Me sorprendió esta afirmación en una de las personas que con más lucidez habla de belleza, de arte y de humanidades. Me encanta cuando habla de la belleza de un puente, fundamentada esta en lo bien que trabaja aquel, y con cuánta lucidez explica los porqués de tal forma o de tal detalle, y los aciertos de diseño que impiden malos comportamientos de tal sección, y de todo ello glosa una precisa y lúcida alabanza a la belleza, a la belleza real que yo también defiendo: "La belleza es el resplandor de la verdad". Y todo eso, naturalmente, son Arte y Humanidades. Para mí son el Arte y las Humanidades más elevados.
Salvando la maniquea y falsa caricatura de la oposición entre el arquitecto y el ingeniero, con The General da gusto hablar porque entiende la arquitectura y le gusta, y porque hermana estas dos profesiones en una misma misión.

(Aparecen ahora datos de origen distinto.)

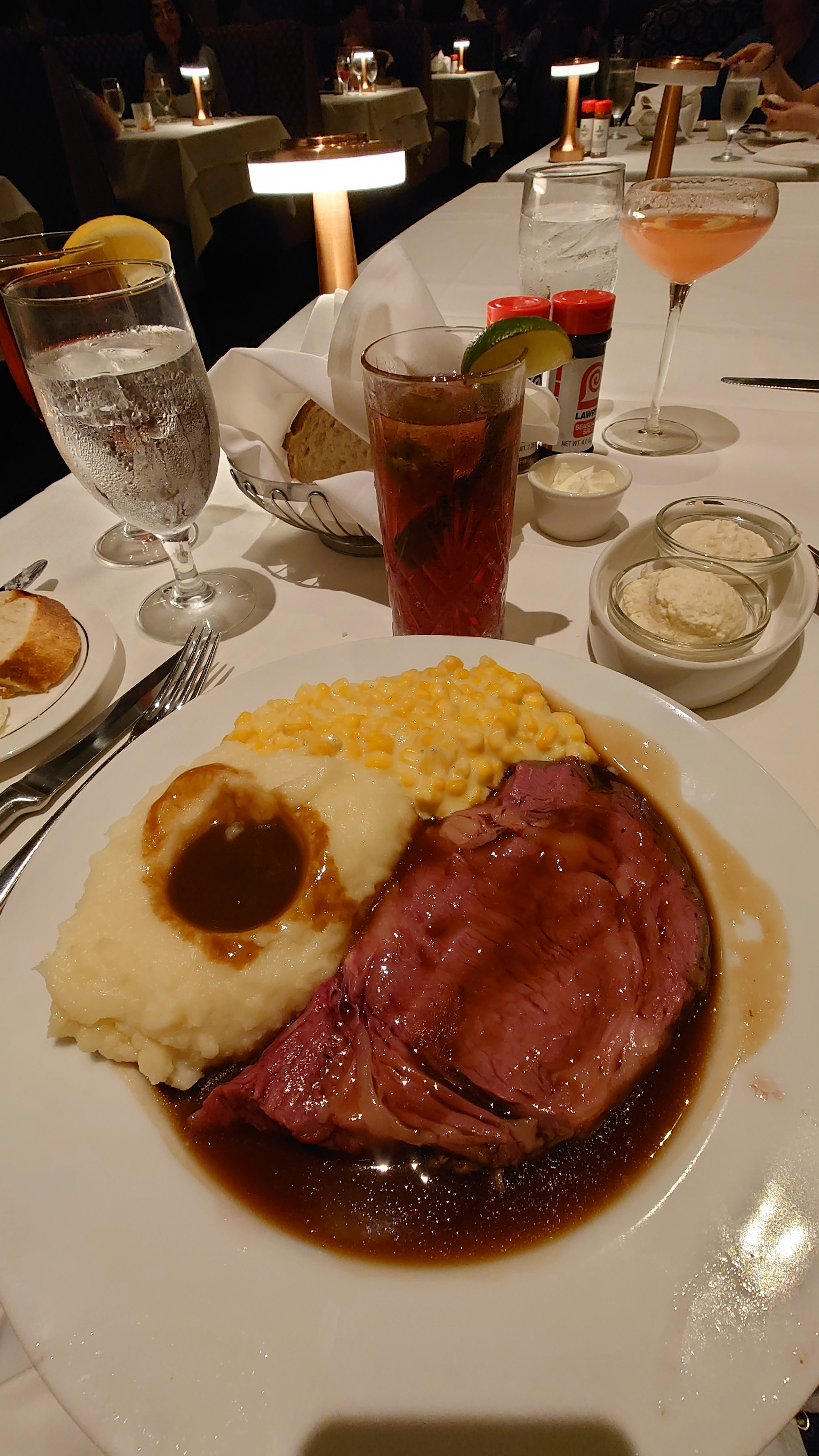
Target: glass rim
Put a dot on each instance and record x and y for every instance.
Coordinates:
(18, 290)
(438, 379)
(576, 170)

Por eso me sorprende que diga que le gusta el edificio antiguo, que yo veo como anodino pastiche sin interés alguno (aunque sí: agradable), y que odie el nuevo, que yo veo muy interesante. (Cuando habla de los entornos, de la proximidad al metro y esas cosas sí estoy de acuerdo con él, pero como edificio veo el moderno mucho más eficaz y apropiado).

Le digo que es obra de los arquitectos Luis Laorga y José López Zanón y que es un buen edificio moderno que ganó el concurso en 1963. (Clicando aquí podéis leer un informe).

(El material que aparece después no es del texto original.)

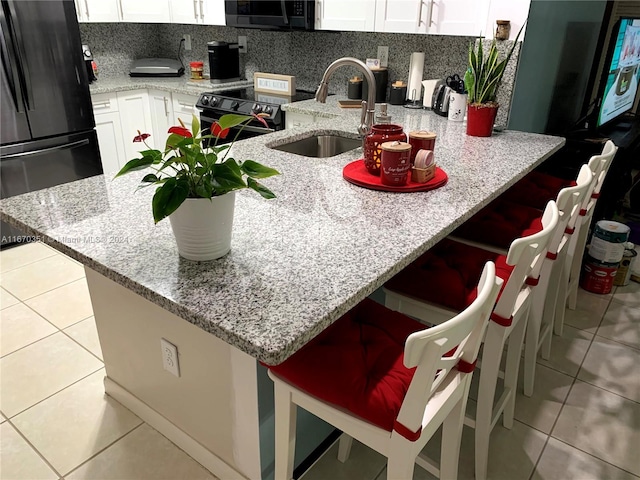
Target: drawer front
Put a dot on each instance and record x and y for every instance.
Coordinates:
(104, 103)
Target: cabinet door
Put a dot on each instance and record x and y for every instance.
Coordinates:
(145, 11)
(402, 16)
(111, 143)
(135, 115)
(184, 107)
(516, 11)
(212, 12)
(98, 10)
(457, 17)
(185, 11)
(351, 15)
(161, 117)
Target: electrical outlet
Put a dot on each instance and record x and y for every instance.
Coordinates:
(383, 56)
(242, 44)
(170, 357)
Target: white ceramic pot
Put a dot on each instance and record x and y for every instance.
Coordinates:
(202, 227)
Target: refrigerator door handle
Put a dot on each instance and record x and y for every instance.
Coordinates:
(17, 41)
(9, 63)
(77, 143)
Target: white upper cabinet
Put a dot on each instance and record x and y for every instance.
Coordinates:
(402, 16)
(98, 10)
(145, 11)
(516, 11)
(457, 17)
(350, 15)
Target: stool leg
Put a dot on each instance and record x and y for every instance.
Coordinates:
(491, 356)
(514, 349)
(285, 417)
(451, 438)
(344, 447)
(401, 461)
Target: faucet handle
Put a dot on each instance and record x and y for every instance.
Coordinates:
(363, 129)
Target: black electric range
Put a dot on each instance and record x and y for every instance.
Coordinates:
(213, 105)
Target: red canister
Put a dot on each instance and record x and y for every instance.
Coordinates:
(380, 133)
(421, 140)
(395, 163)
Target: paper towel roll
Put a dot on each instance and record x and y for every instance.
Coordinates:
(416, 69)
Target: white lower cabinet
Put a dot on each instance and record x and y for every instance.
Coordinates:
(109, 131)
(184, 108)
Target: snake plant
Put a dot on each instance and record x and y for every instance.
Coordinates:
(484, 74)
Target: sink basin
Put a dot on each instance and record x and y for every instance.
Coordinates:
(320, 146)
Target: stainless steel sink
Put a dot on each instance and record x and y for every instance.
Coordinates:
(320, 146)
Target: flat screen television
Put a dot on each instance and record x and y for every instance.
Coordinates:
(619, 84)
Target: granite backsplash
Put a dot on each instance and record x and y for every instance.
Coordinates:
(303, 54)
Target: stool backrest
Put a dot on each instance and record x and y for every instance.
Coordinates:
(526, 255)
(426, 348)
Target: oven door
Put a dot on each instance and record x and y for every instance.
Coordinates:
(248, 131)
(270, 14)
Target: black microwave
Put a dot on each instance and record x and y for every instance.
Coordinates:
(270, 14)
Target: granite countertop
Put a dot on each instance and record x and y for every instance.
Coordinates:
(182, 84)
(297, 262)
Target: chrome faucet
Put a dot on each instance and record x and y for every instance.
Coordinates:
(368, 106)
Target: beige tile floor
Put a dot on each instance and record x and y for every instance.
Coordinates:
(583, 421)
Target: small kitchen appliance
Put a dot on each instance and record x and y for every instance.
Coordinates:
(156, 67)
(213, 105)
(224, 62)
(440, 99)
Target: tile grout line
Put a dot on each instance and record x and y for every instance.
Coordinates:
(142, 422)
(8, 420)
(573, 382)
(48, 291)
(55, 393)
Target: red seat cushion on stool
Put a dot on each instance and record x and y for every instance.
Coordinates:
(536, 189)
(448, 274)
(500, 223)
(357, 363)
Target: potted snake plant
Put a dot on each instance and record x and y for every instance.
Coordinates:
(482, 80)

Me dice: "Te voy a ser sincero: El edificio sumado a su uso (como centro de tortura) es una pesadilla. Y no es acogedor en absoluto para el alumno. Y con este sentir se me hace muy difícil verle las virtudes". Y añade: "Y esto me lleva a una duda que te traslado, a ver qué piensas: ¿Si la mayor parte de los usuarios de un edificio lo detestan, es buen edificio?"

Menuda pregunta. Uf. Es definitiva. No sé qué decir. Pues que no. Claro que no. No puede serlo.

Pero vamos, por el mero placer de debatir, a señalar dos posiciones extremas:

1.- Una de las funciones más importantes de un edificio es satisfacer a sus usuarios, hacerles las cosas agradables, ser limpio con ellos, ser sincero, ayudar a que realicen sus tareas (en este caso dejando entrar bien la luz, estando bien climatizado, siendo cómodo, etcétera). Por lo tanto, si sus usuarios lo detestan es un mal edificio. Sin duda.

2.- Supongamos que el edificio sea bueno y los usuarios no sepan, o no puedan, o no estén en condiciones de apreciarlo. Supongamos que lo odien por lo que no es: por la dificultad de las asignaturas, por la dureza de los profesores, por la falta de compañerismo con los demás alumnos... Yo qué sé. En ese caso los usuarios pueden detestar un buen edificio.

Pero The General me ha demostrado muchas veces su buen criterio y su fino instinto como para liquidar la conversación con una salida apresurada del tipo: "Tú confundes la calidad arquitectónica con la hostilidad de la carrera". Sí, yo podría argumentar que puede haber una cárcel que sea un magnífico ejemplo de arquitectura, pero que no por ello los reclusos van a ser muy felices en ella. Pero parece ser que la cosa no va por ahí.